Selain itu, Partai NasDem juga sukses menempatkan kadernya sebagai wakil ketua DPRD di Sigi, Donggala, Toli-Toli, Banggai, Banggai Laut, Morowali Utara, dan Poso.
Mereka juga berhasil menghantarkan empat kader untuk memimpin lembaga eksekutif. Pencapaian itu dilakukan pada Pilkada 2020, dengan berhasil memenangkan Rusdy Mastura (Gubernur Sulteng), Mohamad Lahay (Bupati Tojo Una-Una), dan Amirudin Tamoreka (Bupati Banggai).
Masalahnya, dalam kacamata Hamdin, meski memiliki kekuasaan tetapi ada kesan partai dijauhi. “Coba perhatikan baliho mereka yang terpampang saat ini, apa tagline-nya? Membangun Sulteng lebih baik. Kapan itu bisa terwujud? Lalu, untuk apa kekuasaan saat ini?” keluh Hamdin.
Menyeberangnya Atha dan Hamdin ikut menggenapkan jumlah tenaga ahli Gubernur Cudy di Partai Perindo. Dua orang lainnya adalah Rony Tanoesaputra dan Andono Wibisono.
Hamdin dan Aristan saling sindir
Aristan, Sekretaris Partai NasDem Sulteng, menyebut bahwa alasan kepindahan mantan rekan seperjuangannya di Partai NasDem Sulteng terkesan subjektif.
“Sejumlah alasan yang disampaikan Kaka Hamdin itu beliau baper (terbawa perasaan). Jadi politisi jangan baper-lah. Dasarnya juga mengada-ada,” kata Aristan, Sabtu (6/5/2023).

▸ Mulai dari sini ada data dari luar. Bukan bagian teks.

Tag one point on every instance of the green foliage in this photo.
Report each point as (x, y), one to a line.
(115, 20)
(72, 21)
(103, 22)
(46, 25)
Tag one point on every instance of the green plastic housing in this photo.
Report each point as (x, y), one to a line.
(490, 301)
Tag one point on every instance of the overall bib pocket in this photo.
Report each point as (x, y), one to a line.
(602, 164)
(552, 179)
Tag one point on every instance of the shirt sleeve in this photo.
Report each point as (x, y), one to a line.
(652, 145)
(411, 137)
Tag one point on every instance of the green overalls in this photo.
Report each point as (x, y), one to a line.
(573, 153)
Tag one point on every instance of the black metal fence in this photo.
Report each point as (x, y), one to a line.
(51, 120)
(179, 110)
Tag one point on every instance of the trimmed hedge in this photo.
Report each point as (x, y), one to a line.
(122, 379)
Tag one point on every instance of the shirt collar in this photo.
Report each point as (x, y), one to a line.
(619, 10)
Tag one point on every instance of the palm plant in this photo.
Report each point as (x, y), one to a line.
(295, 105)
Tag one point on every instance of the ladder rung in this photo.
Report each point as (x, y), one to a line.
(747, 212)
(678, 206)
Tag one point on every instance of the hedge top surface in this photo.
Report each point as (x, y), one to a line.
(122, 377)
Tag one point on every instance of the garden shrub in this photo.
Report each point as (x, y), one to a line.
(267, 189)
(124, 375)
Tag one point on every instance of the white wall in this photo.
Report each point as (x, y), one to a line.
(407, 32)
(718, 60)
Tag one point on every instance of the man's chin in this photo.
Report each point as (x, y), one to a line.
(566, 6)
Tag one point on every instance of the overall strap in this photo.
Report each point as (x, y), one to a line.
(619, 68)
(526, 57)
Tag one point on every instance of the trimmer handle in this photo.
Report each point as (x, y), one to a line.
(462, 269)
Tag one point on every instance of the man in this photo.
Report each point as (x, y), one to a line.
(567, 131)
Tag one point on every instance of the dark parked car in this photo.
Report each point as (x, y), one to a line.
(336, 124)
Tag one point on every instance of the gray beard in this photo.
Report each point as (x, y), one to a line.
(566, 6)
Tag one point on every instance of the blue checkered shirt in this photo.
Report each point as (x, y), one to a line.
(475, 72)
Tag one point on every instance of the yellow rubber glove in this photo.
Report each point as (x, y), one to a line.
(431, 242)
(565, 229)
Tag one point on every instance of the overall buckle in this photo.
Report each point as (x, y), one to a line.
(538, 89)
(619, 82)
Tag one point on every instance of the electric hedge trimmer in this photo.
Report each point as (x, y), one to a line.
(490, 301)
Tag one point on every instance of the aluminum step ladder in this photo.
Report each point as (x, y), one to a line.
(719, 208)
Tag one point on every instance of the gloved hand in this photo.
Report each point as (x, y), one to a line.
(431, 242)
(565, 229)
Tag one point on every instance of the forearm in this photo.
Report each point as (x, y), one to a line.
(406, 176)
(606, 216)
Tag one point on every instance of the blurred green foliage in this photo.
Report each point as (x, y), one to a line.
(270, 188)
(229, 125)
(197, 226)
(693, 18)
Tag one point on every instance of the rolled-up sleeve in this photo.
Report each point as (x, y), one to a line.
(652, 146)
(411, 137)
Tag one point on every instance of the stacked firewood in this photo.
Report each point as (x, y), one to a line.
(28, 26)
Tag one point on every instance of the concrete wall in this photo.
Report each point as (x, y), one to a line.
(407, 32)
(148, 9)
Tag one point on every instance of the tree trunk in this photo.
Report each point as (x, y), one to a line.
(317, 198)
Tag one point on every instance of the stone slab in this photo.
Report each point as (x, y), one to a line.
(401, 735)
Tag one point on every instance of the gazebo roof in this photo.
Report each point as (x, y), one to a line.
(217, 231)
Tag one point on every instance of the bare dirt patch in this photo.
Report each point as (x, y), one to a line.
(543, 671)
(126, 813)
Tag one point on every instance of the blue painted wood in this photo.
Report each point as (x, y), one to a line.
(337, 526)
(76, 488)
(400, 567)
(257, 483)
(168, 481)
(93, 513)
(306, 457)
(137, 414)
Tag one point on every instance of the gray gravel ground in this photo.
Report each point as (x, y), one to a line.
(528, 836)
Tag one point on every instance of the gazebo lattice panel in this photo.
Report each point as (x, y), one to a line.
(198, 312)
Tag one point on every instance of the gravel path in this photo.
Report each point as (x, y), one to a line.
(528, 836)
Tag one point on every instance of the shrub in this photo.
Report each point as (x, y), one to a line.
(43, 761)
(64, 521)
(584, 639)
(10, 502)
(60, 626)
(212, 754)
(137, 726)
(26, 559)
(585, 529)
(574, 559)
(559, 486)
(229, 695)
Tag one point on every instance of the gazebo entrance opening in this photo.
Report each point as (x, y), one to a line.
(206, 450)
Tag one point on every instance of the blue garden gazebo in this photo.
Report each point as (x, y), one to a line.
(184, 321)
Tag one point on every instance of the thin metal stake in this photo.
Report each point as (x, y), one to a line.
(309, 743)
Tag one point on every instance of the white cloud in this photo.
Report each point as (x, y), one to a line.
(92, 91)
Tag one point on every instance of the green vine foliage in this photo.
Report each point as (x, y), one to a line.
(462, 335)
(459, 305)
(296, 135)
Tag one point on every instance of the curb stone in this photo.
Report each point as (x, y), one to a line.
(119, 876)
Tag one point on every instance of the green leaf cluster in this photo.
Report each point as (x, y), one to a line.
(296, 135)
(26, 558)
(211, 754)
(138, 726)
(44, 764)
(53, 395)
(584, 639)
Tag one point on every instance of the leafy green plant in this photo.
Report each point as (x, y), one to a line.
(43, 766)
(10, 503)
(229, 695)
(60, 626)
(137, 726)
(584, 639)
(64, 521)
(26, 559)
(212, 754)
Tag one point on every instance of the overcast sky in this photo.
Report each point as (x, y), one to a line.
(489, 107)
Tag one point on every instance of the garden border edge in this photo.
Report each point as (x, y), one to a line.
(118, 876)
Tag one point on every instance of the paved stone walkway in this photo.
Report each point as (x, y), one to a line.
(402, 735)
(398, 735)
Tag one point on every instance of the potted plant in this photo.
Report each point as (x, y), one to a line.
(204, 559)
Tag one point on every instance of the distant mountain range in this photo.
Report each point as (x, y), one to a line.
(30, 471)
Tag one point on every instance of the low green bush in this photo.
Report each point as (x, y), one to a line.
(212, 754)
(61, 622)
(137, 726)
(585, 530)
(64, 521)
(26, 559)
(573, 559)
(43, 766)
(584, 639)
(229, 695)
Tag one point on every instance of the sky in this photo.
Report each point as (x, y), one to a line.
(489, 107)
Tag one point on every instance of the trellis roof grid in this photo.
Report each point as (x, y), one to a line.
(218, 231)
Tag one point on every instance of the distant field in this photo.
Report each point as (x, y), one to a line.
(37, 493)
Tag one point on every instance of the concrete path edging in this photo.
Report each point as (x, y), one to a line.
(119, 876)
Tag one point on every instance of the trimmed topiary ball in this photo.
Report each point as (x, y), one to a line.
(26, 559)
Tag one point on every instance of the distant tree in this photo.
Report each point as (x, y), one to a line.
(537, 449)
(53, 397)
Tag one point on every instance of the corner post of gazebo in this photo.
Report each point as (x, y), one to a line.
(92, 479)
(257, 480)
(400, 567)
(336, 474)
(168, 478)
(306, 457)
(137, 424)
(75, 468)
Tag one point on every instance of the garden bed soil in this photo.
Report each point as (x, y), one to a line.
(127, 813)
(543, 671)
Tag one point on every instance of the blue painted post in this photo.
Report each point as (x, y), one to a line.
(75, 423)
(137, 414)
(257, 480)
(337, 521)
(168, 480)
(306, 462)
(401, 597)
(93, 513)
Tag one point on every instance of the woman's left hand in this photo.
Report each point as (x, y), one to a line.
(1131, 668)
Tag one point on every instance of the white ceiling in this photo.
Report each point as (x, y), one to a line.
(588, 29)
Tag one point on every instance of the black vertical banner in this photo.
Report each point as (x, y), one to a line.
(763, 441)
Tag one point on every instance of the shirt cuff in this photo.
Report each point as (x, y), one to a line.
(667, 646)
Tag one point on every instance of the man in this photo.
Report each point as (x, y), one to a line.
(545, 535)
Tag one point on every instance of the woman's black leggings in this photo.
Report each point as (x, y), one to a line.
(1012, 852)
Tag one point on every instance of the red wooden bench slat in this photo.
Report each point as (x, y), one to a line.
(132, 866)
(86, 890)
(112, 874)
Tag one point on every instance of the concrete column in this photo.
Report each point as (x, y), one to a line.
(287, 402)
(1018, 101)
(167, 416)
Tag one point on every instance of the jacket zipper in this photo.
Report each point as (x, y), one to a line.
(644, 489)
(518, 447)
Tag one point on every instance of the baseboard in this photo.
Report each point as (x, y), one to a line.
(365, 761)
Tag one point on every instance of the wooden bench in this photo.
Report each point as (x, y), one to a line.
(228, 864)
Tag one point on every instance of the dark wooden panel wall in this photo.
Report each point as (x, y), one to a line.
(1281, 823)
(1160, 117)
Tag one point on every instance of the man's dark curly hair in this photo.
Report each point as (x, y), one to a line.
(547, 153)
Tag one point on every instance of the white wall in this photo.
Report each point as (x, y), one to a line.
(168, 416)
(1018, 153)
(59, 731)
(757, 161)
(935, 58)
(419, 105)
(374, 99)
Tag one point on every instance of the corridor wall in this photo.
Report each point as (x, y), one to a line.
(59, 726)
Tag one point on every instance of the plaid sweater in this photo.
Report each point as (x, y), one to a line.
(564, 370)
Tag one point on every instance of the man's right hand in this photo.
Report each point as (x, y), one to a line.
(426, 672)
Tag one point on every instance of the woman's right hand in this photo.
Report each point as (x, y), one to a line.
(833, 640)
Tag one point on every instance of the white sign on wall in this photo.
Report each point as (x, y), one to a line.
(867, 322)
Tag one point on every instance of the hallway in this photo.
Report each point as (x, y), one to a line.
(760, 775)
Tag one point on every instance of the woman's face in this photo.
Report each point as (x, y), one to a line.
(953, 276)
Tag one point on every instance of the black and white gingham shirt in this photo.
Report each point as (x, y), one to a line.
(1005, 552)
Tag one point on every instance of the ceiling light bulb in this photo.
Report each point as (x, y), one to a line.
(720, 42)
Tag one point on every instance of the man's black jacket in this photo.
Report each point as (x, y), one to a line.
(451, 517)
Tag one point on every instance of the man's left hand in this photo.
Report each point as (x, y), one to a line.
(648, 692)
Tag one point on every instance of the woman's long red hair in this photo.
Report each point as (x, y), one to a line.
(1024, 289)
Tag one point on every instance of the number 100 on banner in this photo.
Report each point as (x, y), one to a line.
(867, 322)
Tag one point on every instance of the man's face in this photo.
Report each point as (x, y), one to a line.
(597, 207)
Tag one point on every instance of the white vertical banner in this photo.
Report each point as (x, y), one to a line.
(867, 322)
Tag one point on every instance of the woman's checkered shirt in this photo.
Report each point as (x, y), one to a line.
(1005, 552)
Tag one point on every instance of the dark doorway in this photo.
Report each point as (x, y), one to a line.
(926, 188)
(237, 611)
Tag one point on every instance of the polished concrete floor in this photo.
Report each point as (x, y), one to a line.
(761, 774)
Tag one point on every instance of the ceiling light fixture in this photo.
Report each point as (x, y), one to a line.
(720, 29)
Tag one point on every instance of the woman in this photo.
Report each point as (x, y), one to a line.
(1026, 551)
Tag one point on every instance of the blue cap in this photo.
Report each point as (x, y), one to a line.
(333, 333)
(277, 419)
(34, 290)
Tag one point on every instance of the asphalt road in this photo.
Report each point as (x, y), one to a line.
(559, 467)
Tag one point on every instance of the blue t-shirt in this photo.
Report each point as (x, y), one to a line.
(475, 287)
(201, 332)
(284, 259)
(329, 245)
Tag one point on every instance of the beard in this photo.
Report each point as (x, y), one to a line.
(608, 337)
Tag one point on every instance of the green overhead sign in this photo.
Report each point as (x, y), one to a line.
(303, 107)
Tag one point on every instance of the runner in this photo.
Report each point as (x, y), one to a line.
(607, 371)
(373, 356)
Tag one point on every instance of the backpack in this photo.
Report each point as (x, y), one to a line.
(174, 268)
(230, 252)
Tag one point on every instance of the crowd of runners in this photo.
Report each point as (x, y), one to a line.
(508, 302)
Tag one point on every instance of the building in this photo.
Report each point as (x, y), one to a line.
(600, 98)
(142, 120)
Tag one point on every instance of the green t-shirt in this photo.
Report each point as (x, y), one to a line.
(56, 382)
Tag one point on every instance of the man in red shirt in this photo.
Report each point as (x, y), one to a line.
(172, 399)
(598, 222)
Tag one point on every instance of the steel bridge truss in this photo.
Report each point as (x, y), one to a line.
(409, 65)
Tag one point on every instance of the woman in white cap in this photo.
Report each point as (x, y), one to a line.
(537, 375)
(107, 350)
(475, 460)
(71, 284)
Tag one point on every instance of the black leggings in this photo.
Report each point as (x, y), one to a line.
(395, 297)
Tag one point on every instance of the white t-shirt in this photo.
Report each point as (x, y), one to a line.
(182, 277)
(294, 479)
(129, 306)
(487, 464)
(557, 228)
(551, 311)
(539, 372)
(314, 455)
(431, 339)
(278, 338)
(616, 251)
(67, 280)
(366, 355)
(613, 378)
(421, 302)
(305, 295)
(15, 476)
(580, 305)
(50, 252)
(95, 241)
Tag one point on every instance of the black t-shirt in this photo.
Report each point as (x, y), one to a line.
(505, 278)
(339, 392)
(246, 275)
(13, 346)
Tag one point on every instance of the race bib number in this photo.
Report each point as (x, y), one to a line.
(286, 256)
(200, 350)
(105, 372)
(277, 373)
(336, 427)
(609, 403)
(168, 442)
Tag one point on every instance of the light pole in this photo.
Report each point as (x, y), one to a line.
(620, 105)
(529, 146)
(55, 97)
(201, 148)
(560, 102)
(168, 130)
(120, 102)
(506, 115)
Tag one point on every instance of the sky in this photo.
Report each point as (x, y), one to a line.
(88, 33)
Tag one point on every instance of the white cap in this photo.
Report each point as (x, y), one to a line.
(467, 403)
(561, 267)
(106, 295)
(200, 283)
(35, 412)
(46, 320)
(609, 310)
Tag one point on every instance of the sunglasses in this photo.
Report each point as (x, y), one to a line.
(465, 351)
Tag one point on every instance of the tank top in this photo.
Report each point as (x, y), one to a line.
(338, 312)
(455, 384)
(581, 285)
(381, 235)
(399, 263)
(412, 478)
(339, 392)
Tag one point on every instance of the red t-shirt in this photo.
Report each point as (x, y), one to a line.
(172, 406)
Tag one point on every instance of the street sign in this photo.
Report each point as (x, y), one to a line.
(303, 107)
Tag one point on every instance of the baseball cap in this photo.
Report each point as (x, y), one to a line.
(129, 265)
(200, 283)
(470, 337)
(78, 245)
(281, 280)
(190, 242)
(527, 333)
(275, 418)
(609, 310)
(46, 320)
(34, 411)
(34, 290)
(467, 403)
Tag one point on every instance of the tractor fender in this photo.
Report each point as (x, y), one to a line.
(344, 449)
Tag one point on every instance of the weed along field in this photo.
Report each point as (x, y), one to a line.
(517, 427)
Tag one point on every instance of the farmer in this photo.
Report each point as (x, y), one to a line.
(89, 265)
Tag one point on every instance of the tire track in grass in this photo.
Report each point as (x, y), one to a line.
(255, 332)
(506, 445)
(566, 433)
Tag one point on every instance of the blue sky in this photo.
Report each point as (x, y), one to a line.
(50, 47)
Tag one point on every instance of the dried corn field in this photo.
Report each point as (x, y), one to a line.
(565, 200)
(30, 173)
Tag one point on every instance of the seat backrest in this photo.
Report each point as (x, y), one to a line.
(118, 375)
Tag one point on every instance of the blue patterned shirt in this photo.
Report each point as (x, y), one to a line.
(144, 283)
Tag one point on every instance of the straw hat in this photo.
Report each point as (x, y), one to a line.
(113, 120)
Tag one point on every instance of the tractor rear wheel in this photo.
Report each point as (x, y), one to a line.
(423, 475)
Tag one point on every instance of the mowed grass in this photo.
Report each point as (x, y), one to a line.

Aristan menjelaskan bahwa Atha telah lama keluar dari Partai NasDem lantaran ingin fokus menjalani peran sebagai tenaga ahli gubernur. Adapun Hamdin telah keluar sejak Partai NasDem Sulteng dipimpin oleh Nilam Sari Lawira.
Setelah memastikan keduanya sudah memantapkan pilihan politik jelang Pemilu 2024, Aristan mengaku bahwa Partai NasDem Sulteng juga telah membuatkan surat pencabutan kartu tanda anggota (KTA) keduanya. Aristan juga menyebut bahwa hengkangnya kedua tokoh ini tidak akan membawa pengaruh negatif bagi Partai NasDem.
“Buktinya NasDem tetap solid. Banyak kader baru bergabung dan aktifitas tetap berjalan normal. Kita hormati dan doakan semoga sukses di partai barunya,” pungkas Aristan.
Berselang dua hari kemudian, Hamdin balik membalas pernyataan Aristan. “Sebetulnya yang baper siapa? Ada-ada saja. Harusnya bisa bedakan sikap organisasi dan pikiran individu. Materi kemunduran saya adalah autokritik terhadap organisasi, bukan cara pandang orang per orang di dalam organisasi,” imbuh Hamdin, Senin (8/5/2023).
Menurut Hamdin, sikap organisasi seperti partai politik (parpol) bertujuan merebut kekuasaan, tanpa melibatkan perasaan. Namun, sebut Hamdin, yang terjadi di Partai NasDem Sulteng justru sebaliknya.
Ia pun menyinggung kasus pemecatan dua kader NasDem, yakni Bupati Kasman Lassa (Donggala) dan Bupati Mohamad Lahay (Tojo Una-Una). “Ya, setelah dimenangkan lalu dijauhi. Donggala dipecat, Touna dijauhi. Mungkin sebentar lagi Banggai?” terang Hamdin.
Hamdin bahkan ikut menyebut situasi Gubernur Sulteng, Rusdy Mastura, yang pada akhirnya memilih pindah dari partai yang menghantarkannya di kursi nomor wahid di Sulteng.
“Gubernur tidak usah dicerita, karena sudah jadi rahasia umum. Bahkan sempat viral di media sosial beberapa waktu lalu, memaksa istri Gubernur Cudy (Vera Rompas Mastura), berhenti dari jabatan sebagai pimpinan Partai NasDem Kota Palu,” katanya.